23.3.05

Dez razões para escrever

"Como escrever não é uma atividade normativa nem científica, não posso dizer por que nem para que se escreve. Posso apenas enumerar as razões pelas quais imagino escrever:
1. por necessidade de prazer que, como se sabe, não deixa de ter alguma relação com o encantamento erótico;
2. porque a escrita descentra a fala, o indivíduo, a pessoa, realiza um trabalho cuja origem é indiscernível;
3. para pôr em prática um 'dom', satisfazer uma atividade instintiva, marcar uma diferença;
4. para ser reconhecido, gratificado, amado, contestado, constatado;
5. para cumprir tarefas ideológicas ou contra-ideológicas;
6. para obedecer às injunções de uma tipologia secreta, de uma distribuição guerreira, de uma avaliação permanente;
7. para satisfazer amigos, irritar inimigos;
8. para contribuir para fissurar o sistema simbólico de nossa sociedade;
9. para produzir sentidos novos, ou seja, forças novas, apoderar-me das coisas de um modo novo, abalar e modificar a subjugação dos sentidos;
10. finalmente, como resultado de uma multiplicidade e da contradição deliberadas dessas razões, para burlar a idéia, o ídolo, o fetiche da Deterninação Única, da Causa (causalidade e 'boa causa') e credenciar assim o valor superior de uma atividade pluralista, sem causalidade, finalidade nem generalidade, como o é o próprio texto."
Roland Barthes, em Inéditos - Teoria, p.101-102.

***

Graciliano Ramos - citado como modelo por quase todos os escritores entrevistados na coluna "Arquivo pessoal" do Estado de S. Paulo - dizia que, quando não houver desigualdade no mundo, não haverá mais lugar para a literatura.

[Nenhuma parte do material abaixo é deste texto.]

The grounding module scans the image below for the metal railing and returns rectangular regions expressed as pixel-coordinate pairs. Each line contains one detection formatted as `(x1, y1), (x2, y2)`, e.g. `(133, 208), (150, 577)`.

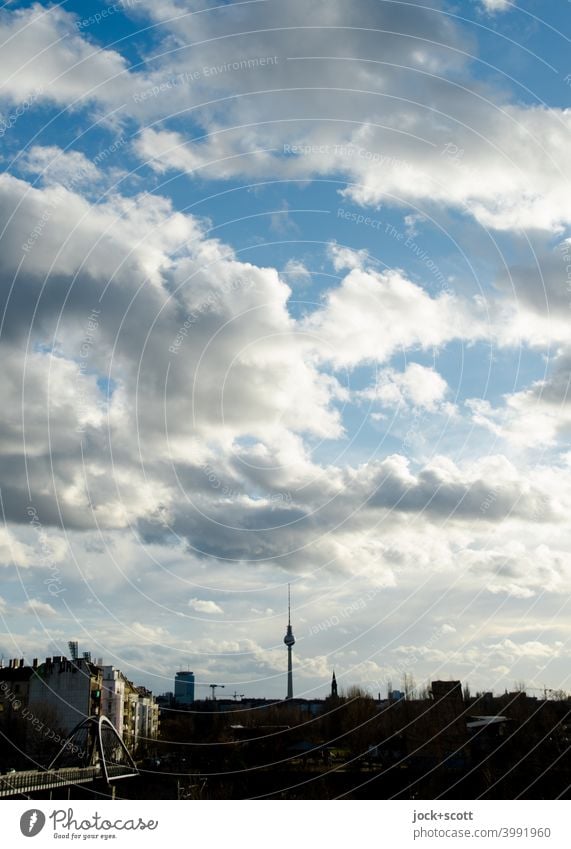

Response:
(0, 765), (137, 797)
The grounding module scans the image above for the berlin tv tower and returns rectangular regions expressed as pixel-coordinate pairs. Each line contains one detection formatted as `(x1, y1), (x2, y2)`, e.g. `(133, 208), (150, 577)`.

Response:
(284, 584), (295, 699)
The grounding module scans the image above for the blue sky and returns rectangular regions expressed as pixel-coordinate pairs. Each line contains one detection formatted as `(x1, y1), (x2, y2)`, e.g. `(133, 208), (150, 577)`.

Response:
(0, 0), (571, 696)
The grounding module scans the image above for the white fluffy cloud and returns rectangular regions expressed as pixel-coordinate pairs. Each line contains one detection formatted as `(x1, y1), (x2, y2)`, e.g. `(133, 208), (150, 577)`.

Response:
(359, 363), (448, 411)
(188, 598), (224, 613)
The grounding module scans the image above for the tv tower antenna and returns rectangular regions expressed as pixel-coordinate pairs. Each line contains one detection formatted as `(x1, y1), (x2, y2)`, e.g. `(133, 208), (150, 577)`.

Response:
(284, 584), (295, 699)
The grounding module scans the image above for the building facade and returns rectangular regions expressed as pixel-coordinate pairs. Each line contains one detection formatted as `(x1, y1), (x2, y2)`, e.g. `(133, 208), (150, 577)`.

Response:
(174, 672), (194, 705)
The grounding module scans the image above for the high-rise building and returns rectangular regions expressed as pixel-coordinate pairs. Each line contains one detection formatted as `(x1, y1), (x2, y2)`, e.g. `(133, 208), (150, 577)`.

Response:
(174, 672), (194, 705)
(284, 584), (295, 699)
(28, 656), (102, 733)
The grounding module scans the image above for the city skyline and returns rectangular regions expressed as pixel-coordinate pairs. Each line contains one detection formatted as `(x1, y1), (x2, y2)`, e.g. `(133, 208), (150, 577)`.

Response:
(0, 0), (571, 699)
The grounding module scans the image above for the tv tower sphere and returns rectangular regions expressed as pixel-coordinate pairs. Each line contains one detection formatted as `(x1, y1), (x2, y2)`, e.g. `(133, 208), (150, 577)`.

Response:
(284, 584), (295, 699)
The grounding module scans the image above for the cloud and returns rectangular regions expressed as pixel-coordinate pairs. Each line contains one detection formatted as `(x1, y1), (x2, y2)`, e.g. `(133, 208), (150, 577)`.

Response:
(188, 598), (224, 613)
(359, 363), (448, 411)
(24, 598), (57, 619)
(481, 0), (512, 14)
(0, 3), (132, 109)
(466, 351), (571, 448)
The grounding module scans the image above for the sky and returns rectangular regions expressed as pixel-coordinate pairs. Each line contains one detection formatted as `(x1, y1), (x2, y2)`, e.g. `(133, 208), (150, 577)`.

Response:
(0, 0), (571, 698)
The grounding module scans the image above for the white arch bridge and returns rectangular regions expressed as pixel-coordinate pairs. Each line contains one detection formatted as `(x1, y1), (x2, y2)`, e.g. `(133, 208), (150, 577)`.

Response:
(0, 716), (139, 798)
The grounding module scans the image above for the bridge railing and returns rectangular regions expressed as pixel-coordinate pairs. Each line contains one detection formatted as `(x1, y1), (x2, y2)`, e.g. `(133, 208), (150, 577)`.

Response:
(0, 764), (136, 797)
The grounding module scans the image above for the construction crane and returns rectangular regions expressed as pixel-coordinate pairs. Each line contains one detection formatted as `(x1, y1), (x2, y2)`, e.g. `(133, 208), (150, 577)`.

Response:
(208, 684), (224, 702)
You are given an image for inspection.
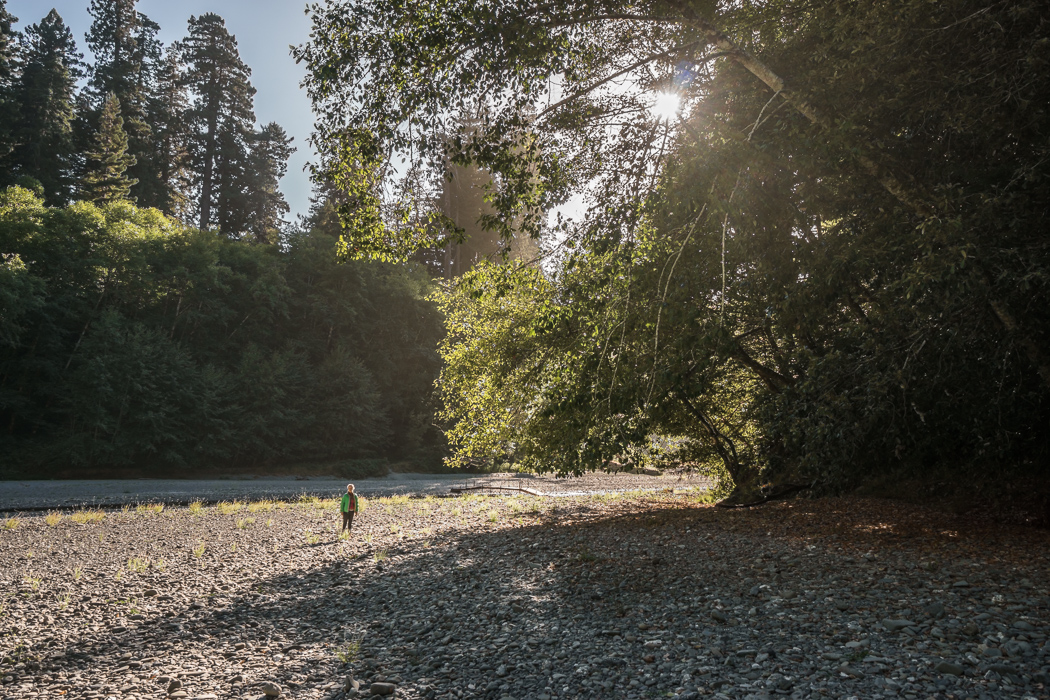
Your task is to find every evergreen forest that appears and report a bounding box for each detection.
[0,0,443,476]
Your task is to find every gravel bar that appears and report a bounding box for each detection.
[0,473,709,512]
[0,489,1050,700]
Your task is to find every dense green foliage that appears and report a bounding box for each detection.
[0,187,442,474]
[298,0,1050,488]
[0,0,295,238]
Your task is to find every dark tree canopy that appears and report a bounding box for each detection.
[296,0,1050,487]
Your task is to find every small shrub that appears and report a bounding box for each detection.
[128,557,149,574]
[69,509,106,525]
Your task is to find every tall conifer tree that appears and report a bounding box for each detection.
[140,43,191,220]
[244,122,295,243]
[83,92,135,203]
[0,0,18,186]
[86,0,163,207]
[12,9,83,204]
[183,13,255,234]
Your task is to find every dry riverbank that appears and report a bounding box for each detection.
[0,490,1050,700]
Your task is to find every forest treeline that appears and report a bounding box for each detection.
[0,0,443,476]
[0,0,294,242]
[0,187,443,475]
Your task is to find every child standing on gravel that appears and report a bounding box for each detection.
[339,484,357,534]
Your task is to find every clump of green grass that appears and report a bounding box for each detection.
[69,509,106,525]
[215,501,245,515]
[128,556,149,574]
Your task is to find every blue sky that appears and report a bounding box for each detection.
[7,0,313,220]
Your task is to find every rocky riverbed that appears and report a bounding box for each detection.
[0,489,1050,700]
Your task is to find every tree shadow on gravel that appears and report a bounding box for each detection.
[37,497,1045,700]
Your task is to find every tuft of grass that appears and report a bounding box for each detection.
[69,509,106,525]
[128,556,149,574]
[215,501,245,515]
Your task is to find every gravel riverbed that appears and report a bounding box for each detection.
[0,488,1050,700]
[0,472,710,512]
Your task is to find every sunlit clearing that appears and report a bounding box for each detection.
[652,92,681,122]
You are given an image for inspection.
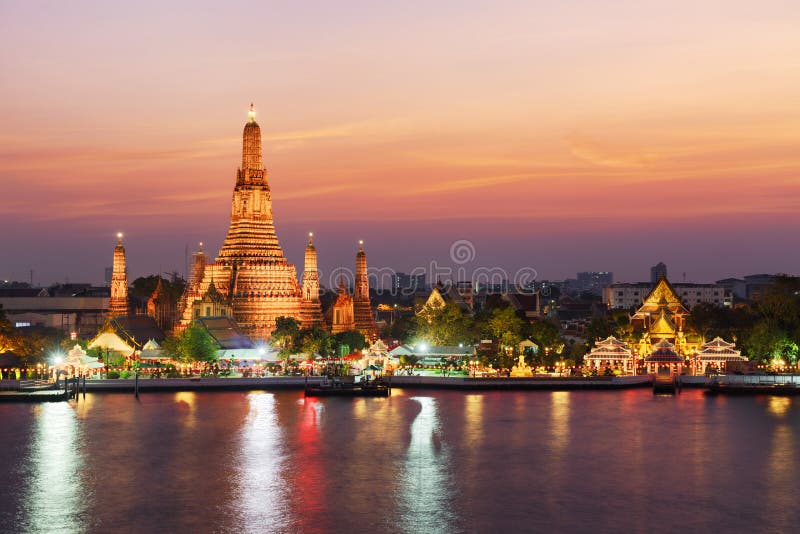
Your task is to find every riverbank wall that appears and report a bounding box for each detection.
[61,375,652,393]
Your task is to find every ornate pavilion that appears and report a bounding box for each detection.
[644,339,684,373]
[584,276,747,374]
[583,336,636,374]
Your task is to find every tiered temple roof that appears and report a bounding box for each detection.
[584,336,633,361]
[108,234,129,319]
[695,337,747,362]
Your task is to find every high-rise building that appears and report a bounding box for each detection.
[577,271,614,295]
[650,261,667,285]
[108,233,129,319]
[303,232,323,325]
[330,277,356,334]
[392,273,425,295]
[178,104,321,339]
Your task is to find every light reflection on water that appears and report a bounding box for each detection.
[0,390,800,532]
[24,403,86,532]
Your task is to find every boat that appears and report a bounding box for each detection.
[305,378,391,397]
[705,381,800,397]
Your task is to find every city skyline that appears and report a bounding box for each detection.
[0,2,800,284]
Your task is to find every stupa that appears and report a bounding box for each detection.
[177,104,322,339]
[107,233,129,319]
[511,354,533,377]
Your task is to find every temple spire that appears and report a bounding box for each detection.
[108,232,129,319]
[353,240,377,338]
[242,103,264,174]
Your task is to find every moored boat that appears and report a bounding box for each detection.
[305,378,391,397]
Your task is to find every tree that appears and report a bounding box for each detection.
[413,302,471,345]
[161,324,218,363]
[333,330,367,352]
[293,326,334,356]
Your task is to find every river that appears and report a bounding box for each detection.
[0,389,800,532]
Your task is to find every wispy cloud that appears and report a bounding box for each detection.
[565,132,660,168]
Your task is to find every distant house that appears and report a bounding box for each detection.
[503,292,542,321]
[389,343,475,365]
[417,282,472,316]
[195,316,279,360]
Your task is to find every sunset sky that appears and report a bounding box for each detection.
[0,0,800,284]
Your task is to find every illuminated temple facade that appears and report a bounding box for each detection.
[631,276,699,356]
[176,105,322,339]
[108,234,130,319]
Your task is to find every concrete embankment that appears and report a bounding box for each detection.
[86,376,322,393]
[387,375,653,391]
[78,375,652,393]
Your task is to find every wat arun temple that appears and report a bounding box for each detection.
[176,104,374,339]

Pode haver muitas razões para escrever - ser reconhecido e ganhar dinheiro ou se sentir como ser histórico e eterno - mas, como substrato de tudo isso, existe uma ausência de sentido que só pode ser designada como o desejo incontornável de se expressar, de dar voz à forças recônditas que habitam o eu que nem nós mesmos sabemos quem é.